Powers' statue The Closing of an Era at the Colorado State Capitol in Denver depicts an American Indian in triumph over a fallen bison. The granite for the statue came from Fremont County, Colorado. The sculpture was completed for the Chicago World's Fair in 1893. Powers' friend John Greenleaf Whittier wrote the poem inscribed at the base of the monument.

Preston Powers sculpted several portrait busts; some of his most notable creations include:
- Lady Alexander Mackenzie of Scotland
- United States Senator Justin Smith Morrill of Vermont
- James Lawrence, Boston, Massachusetts
- Alvin Adams, founder of Adams Express Company
- John Greenleaf Whittier
- J. C. Whiting
- Senator Charles Sumner
- President Ulysses S. Grant
- Marshall Field and Son, Chicago, Illinois
- Mrs.

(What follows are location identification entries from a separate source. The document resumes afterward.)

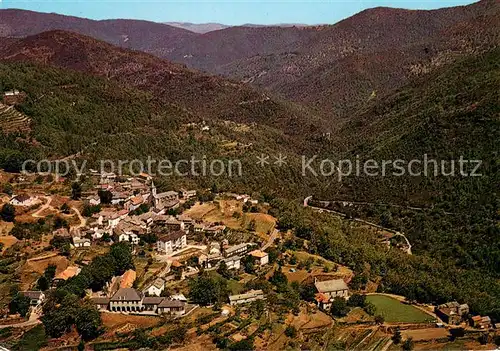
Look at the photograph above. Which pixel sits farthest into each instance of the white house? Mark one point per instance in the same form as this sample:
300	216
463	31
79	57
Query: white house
261	257
247	297
36	297
233	262
81	242
156	288
328	290
24	200
93	200
171	242
131	237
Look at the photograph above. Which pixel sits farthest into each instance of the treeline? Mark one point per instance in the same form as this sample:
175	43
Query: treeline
64	307
420	277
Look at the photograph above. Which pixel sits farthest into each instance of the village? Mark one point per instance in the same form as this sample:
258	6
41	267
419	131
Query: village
178	236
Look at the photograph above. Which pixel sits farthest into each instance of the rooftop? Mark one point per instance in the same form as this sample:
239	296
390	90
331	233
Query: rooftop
331	285
127	294
247	295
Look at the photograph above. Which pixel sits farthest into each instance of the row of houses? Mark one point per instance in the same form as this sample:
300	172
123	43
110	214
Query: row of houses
129	300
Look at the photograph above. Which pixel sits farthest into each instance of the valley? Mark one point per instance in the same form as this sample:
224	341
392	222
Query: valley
362	212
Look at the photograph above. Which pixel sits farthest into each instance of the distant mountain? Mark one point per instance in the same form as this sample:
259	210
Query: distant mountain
203	28
204	96
198	27
339	68
335	69
133	34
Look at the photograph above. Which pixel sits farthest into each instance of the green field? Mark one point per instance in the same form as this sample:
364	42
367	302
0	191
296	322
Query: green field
394	311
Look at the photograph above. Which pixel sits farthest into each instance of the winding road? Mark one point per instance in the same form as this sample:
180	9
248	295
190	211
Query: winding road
359	220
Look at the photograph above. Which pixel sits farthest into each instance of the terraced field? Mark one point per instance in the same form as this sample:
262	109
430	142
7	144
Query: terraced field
12	121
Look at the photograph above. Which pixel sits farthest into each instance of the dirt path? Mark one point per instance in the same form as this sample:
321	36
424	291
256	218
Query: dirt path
359	220
33	320
82	223
270	241
43	208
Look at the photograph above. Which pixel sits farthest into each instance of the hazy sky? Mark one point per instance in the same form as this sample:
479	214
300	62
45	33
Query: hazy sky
223	11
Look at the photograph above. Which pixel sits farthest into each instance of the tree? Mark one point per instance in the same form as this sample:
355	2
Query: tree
248	264
396	337
60	223
7	189
88	322
370	308
223	270
245	344
42	283
81	346
408	344
8	213
339	307
290	331
497	340
50	272
257	308
307	291
278	278
273	254
105	196
76	191
58	318
357	300
483	339
379	319
122	254
251	226
65	208
19	304
206	290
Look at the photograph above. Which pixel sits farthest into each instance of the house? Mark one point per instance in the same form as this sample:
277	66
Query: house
101	303
62	232
164	201
134	203
69	272
119	197
199	227
127	279
173	224
132	237
36	297
233	262
108	178
93	200
172	307
187	221
186	194
179	297
209	260
171	242
110	217
156	288
214	229
79	242
237	250
328	290
151	303
126	300
452	312
481	322
247	297
23	200
13	97
260	257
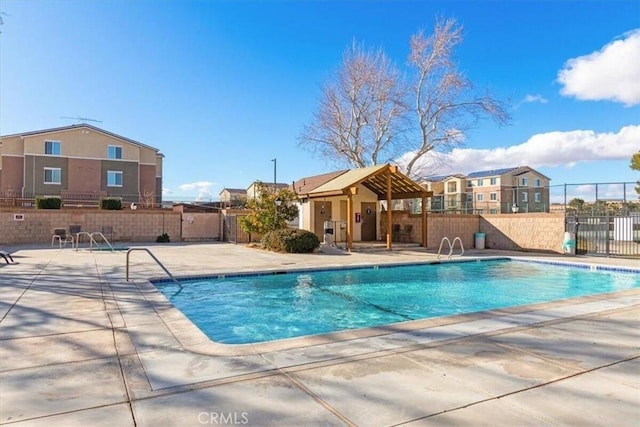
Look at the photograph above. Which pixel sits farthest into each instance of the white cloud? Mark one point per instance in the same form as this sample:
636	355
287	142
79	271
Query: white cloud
612	73
551	149
202	188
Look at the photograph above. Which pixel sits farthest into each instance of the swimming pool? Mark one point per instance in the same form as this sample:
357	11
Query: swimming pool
240	309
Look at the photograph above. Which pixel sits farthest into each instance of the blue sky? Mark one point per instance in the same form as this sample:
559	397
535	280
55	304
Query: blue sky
223	87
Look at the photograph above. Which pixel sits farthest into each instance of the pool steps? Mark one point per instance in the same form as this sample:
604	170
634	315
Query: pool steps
155	259
451	246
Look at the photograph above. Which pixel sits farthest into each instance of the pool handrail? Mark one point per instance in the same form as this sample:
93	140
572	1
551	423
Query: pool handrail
155	259
451	246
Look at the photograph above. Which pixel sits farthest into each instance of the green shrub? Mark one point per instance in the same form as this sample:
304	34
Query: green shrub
291	241
111	204
163	238
48	202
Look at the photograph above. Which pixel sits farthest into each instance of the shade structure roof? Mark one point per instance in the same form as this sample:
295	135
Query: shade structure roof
375	179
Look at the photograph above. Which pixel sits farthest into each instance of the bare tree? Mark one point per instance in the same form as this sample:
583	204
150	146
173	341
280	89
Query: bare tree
359	112
446	104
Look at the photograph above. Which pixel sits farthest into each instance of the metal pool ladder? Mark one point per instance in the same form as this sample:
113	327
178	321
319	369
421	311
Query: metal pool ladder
155	259
451	246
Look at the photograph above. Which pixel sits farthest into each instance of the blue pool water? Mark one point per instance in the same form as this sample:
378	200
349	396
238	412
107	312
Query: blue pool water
255	308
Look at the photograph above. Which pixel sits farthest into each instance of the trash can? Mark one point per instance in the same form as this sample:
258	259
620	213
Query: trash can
569	243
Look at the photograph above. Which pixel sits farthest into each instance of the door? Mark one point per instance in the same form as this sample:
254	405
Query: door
369	221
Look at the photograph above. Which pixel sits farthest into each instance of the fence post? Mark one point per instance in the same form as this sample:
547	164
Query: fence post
607	245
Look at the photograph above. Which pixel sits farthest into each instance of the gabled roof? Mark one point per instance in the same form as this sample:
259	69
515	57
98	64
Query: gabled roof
436	178
309	183
373	178
80	126
234	190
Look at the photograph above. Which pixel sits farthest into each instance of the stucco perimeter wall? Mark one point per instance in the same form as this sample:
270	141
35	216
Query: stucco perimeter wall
524	231
128	226
438	226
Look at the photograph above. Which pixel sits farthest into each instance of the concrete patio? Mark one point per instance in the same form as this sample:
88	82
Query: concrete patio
81	346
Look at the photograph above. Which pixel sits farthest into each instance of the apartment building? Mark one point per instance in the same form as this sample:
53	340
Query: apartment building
508	190
78	161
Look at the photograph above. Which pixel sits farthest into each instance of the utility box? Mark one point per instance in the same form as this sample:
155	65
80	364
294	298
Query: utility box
328	233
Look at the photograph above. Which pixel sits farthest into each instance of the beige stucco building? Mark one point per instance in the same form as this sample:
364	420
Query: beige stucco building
78	160
509	190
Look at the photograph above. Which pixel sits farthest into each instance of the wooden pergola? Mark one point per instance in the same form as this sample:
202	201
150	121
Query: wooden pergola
383	180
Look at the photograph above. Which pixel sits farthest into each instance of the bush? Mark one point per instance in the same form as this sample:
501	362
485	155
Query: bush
291	241
48	202
163	238
111	204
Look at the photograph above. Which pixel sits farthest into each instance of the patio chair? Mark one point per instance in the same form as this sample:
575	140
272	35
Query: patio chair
60	235
405	235
107	230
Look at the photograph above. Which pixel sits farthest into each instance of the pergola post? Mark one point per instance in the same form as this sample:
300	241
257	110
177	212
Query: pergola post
424	222
349	221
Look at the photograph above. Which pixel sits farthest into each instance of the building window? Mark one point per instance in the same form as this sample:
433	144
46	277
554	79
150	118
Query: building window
52	148
114	152
52	176
114	179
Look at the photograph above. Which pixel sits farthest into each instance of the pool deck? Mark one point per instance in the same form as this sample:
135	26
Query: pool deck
81	346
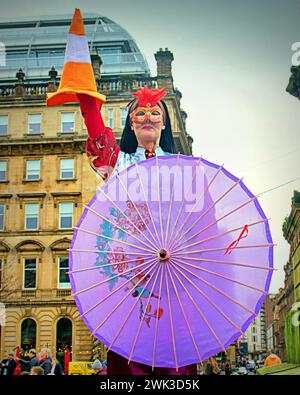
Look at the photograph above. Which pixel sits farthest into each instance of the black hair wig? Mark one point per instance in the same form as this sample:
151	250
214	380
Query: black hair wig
129	141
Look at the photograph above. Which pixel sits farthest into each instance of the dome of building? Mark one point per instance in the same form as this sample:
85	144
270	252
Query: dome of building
36	44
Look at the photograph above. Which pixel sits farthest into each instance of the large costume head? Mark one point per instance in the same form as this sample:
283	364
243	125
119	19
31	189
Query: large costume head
147	118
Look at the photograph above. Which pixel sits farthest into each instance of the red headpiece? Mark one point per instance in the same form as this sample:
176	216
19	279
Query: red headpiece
147	95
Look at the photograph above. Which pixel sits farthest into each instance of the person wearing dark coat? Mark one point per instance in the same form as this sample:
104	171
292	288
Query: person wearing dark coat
8	365
45	361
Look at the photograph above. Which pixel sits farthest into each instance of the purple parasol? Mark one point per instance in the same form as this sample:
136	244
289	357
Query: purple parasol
171	261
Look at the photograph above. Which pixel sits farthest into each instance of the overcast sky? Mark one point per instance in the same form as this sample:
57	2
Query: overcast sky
232	64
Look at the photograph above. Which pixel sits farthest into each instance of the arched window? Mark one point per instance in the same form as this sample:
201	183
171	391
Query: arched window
28	334
63	338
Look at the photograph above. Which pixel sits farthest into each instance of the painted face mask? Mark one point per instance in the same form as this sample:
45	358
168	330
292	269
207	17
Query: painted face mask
142	114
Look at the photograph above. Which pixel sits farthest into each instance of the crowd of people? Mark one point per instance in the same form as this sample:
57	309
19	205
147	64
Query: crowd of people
34	363
43	363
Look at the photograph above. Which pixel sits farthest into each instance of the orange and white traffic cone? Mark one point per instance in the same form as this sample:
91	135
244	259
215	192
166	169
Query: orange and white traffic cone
77	75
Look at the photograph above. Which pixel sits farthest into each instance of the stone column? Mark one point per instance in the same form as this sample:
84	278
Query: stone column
96	64
164	60
19	86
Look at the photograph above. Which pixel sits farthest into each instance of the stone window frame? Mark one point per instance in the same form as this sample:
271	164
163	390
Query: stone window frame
72	132
41	123
7	170
8	120
28	249
25	179
65	197
59	158
36	272
28	198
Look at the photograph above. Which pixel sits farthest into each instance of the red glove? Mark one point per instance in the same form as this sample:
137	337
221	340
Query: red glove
101	148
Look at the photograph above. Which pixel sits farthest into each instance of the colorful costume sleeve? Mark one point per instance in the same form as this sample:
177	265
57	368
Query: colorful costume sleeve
101	148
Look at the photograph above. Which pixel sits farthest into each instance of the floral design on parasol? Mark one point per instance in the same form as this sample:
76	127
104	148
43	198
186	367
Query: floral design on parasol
171	261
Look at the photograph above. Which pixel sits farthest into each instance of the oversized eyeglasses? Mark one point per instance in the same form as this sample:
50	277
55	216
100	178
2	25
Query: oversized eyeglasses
141	114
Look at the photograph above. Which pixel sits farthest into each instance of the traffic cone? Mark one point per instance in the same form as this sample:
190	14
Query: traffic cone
77	75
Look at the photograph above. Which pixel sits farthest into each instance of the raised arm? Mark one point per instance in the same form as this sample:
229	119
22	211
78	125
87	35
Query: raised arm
101	148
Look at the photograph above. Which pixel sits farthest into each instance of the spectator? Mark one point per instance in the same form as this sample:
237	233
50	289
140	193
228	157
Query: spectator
272	359
8	365
56	368
37	371
45	360
212	368
97	366
33	359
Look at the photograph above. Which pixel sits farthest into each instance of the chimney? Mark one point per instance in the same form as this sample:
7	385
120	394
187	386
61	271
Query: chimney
164	60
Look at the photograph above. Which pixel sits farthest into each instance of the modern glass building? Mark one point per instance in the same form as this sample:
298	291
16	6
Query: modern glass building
37	44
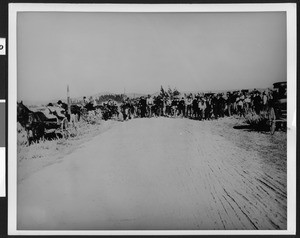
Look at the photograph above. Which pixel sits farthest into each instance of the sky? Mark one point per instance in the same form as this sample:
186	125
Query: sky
139	52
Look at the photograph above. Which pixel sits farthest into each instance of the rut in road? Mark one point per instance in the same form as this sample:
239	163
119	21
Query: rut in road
157	173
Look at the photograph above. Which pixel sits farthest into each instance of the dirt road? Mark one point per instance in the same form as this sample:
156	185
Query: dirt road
157	173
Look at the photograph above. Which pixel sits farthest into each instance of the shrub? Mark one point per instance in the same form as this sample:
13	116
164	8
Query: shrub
258	122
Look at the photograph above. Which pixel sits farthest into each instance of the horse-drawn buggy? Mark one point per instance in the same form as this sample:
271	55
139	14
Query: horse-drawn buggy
278	107
40	123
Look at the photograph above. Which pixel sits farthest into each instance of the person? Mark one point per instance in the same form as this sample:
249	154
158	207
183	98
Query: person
149	102
64	109
202	107
143	106
181	107
188	104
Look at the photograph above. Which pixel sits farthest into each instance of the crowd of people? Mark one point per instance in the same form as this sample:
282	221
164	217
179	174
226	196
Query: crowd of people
198	106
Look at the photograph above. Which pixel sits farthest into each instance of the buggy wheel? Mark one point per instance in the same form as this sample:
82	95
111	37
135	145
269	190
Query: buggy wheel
273	128
272	119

Wheatland, Salem, Massachusetts
- Eugene Sargent, Boston
- Mrs. John E. Hatch, Cincinnati
- Senator Jacob Collamer of Vermont, installed in the United States Capitol, in Washington, D.C., as part of the National Statuary Hall Collection.
- Bishop George Burgess, first Episcopal bishop of Maine
- Emanuel Swedenborg, for the New Church in England
- Reuben Springer, for the Music Hall in Cincinnati

His students include Alice Cooper and Elsie Ward.